Like most poems, this one asserts a way of seeing the world that is not immediately accessible. In Lucy's experience, the poem did not inspire her to look at nature in a new way, probably because her teachers insisted that she memorize it instead of appreciate its perspective. This forced encounter with an alien culture was generated by the British educational system, which became a form of indoctrination under colonialism that persisted long after the island's legal obligations to the British had ended. For Lucy, the chance to appreciate daffodils has been tainted by the way that she was introduced to them many years ago.
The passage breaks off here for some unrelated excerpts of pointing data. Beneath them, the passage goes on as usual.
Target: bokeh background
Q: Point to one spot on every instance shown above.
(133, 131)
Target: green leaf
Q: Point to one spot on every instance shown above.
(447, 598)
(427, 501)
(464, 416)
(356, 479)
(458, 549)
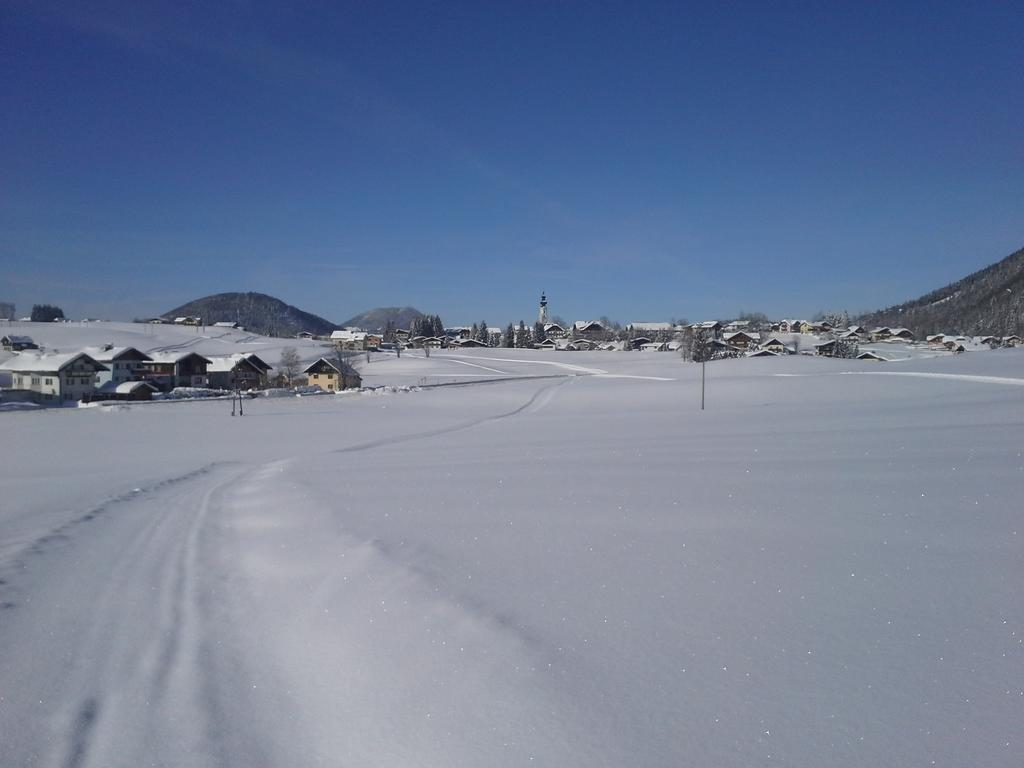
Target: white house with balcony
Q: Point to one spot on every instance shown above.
(124, 364)
(54, 379)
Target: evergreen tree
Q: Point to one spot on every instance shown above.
(522, 340)
(46, 313)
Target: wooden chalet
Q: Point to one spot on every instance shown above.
(333, 376)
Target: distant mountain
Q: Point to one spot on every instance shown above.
(256, 311)
(375, 320)
(990, 301)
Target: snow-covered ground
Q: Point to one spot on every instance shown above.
(571, 565)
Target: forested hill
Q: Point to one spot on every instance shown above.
(256, 311)
(989, 301)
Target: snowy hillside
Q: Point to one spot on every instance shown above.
(68, 337)
(823, 567)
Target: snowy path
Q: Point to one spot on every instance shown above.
(567, 571)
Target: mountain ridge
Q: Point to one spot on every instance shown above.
(255, 311)
(988, 301)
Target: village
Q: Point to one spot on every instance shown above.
(32, 374)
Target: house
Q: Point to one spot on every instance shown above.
(881, 334)
(169, 370)
(592, 330)
(554, 331)
(739, 339)
(349, 338)
(333, 376)
(124, 364)
(233, 372)
(126, 390)
(56, 378)
(429, 342)
(654, 330)
(264, 368)
(713, 327)
(774, 344)
(17, 343)
(801, 327)
(722, 348)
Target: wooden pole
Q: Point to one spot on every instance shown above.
(704, 366)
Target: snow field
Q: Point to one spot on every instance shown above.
(819, 568)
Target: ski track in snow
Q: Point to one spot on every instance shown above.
(537, 401)
(947, 377)
(160, 671)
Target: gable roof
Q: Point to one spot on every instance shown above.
(109, 354)
(48, 363)
(176, 356)
(227, 364)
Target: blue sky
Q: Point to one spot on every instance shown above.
(642, 161)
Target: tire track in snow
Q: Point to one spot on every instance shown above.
(130, 660)
(382, 666)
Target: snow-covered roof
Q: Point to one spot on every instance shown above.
(651, 327)
(223, 365)
(348, 334)
(110, 353)
(48, 363)
(125, 387)
(175, 356)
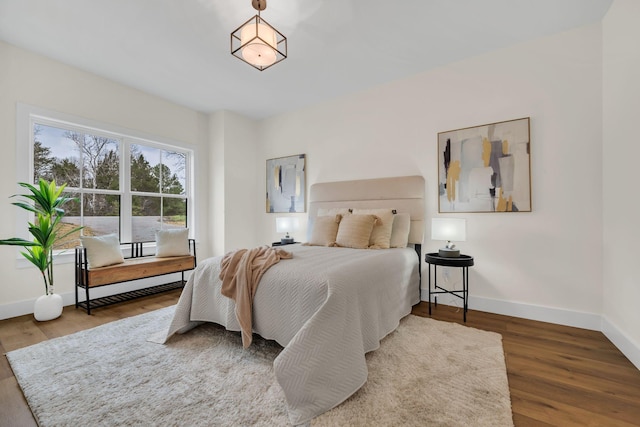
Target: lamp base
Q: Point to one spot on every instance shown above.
(449, 253)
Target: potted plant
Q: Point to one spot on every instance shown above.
(45, 202)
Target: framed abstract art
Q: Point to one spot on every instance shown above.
(485, 168)
(286, 184)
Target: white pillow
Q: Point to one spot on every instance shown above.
(354, 231)
(381, 234)
(102, 250)
(173, 242)
(400, 230)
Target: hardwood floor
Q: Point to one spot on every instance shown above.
(558, 376)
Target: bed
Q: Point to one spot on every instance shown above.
(327, 306)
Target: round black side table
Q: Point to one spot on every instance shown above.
(464, 262)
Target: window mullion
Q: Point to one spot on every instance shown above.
(125, 188)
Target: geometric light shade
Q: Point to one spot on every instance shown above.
(258, 44)
(448, 229)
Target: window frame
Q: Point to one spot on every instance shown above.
(28, 115)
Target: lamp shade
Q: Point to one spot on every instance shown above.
(259, 43)
(285, 224)
(449, 229)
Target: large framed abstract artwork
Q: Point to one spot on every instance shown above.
(485, 168)
(286, 184)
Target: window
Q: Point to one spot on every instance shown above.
(124, 184)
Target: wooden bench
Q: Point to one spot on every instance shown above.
(136, 266)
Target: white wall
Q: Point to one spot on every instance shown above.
(621, 153)
(545, 264)
(234, 180)
(32, 79)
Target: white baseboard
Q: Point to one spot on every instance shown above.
(555, 315)
(526, 311)
(21, 308)
(594, 322)
(621, 340)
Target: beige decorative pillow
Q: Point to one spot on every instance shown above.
(325, 229)
(172, 242)
(400, 230)
(381, 233)
(102, 250)
(333, 211)
(355, 231)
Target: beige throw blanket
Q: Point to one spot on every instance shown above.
(240, 273)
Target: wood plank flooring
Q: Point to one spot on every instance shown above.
(558, 376)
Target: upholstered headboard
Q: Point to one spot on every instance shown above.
(404, 194)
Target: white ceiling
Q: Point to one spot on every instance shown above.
(179, 49)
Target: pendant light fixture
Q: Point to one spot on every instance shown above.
(257, 43)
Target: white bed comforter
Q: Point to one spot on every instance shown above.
(327, 307)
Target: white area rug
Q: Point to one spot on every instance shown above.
(426, 373)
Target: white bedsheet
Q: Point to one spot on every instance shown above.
(327, 307)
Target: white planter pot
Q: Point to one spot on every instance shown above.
(47, 307)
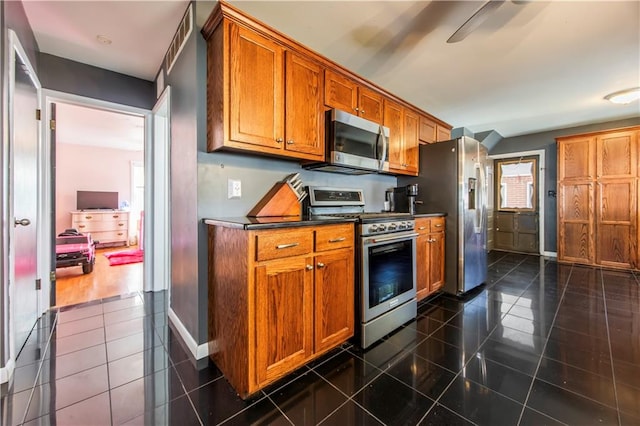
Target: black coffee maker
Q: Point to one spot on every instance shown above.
(405, 198)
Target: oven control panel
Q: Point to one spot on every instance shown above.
(387, 227)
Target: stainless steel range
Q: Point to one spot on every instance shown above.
(385, 260)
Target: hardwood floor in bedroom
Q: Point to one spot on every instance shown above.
(73, 287)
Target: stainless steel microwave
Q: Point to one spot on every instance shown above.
(353, 145)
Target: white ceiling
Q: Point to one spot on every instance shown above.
(531, 66)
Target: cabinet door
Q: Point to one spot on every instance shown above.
(370, 105)
(436, 261)
(257, 89)
(576, 159)
(616, 210)
(616, 155)
(393, 120)
(422, 266)
(442, 133)
(575, 222)
(304, 119)
(411, 142)
(334, 298)
(284, 316)
(340, 92)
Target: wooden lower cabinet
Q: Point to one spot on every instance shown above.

Lucy's own experiences have allowed her to see significance in the many things Mariah takes for granted. Lucy cannot help but "see hundreds of years in every gesture, every spoken word, every face" rather than just taking them as they are (31). Although she does not identify as an African-American herself, Lucy understands the racial climate in America. While dining on a train ride to Mariah's summer house, Lucy observes that "The other people sitting down all looked like Mariah's relatives; the people waiting on them all looked like mine... Mariah did not seem to notice what she had in common with the other diners, or what I had in common with the waiters" (33). In other words, Lucy is immediately aware that the servers and the served are divided along racial lines. She perceives that the history of race in America has resulted in this division. But Mariah, who should know the history of slavery in her own country, does not see this division. She is not perceiving the various people on the train primarily in terms of race. Or, if she does perceive this unpleasant reality, she must be subordinating it to something else, such as memories of an idyllic childhood.
Mariah may be uncomfortable with Lucy's willingness to see reality through the perspective of race, but she offers her own racialized perspective. Mariah wants to tell Lucy that the reason she is good at catching fish, hunting, and roasting corn is because she has Native American ancestry. Her understanding of Native Americans is derived from a romantic notion of "the noble savage," however, rather than the reality of having known and loved a relative of Indian ancestry. Mariah hesitates because she feels that Lucy "will take it the wrong way" (40). As presented, Mariah's assertion seems ridiculous; simply having Indian blood would not be enough for someone to infer that she has inherited culturally learned behaviors such as hunting and fishing. Lucy understands that Mariah is expressing a tension in her racialized comment:
Mariah says, "I have Indian blood in me," and underneath everything I could swear she says it as if she were announcing her possession of a trophy. How do you get to be the sort of victor who can claim to be vanquished also? (41)
Mariah seems to be looking for pardon from Lucy in claiming the status of a victimized minority in America. But Lucy is not willing to accept Mariah's assertion of victimhood, even if she feels an affinity with people who are truly victimized.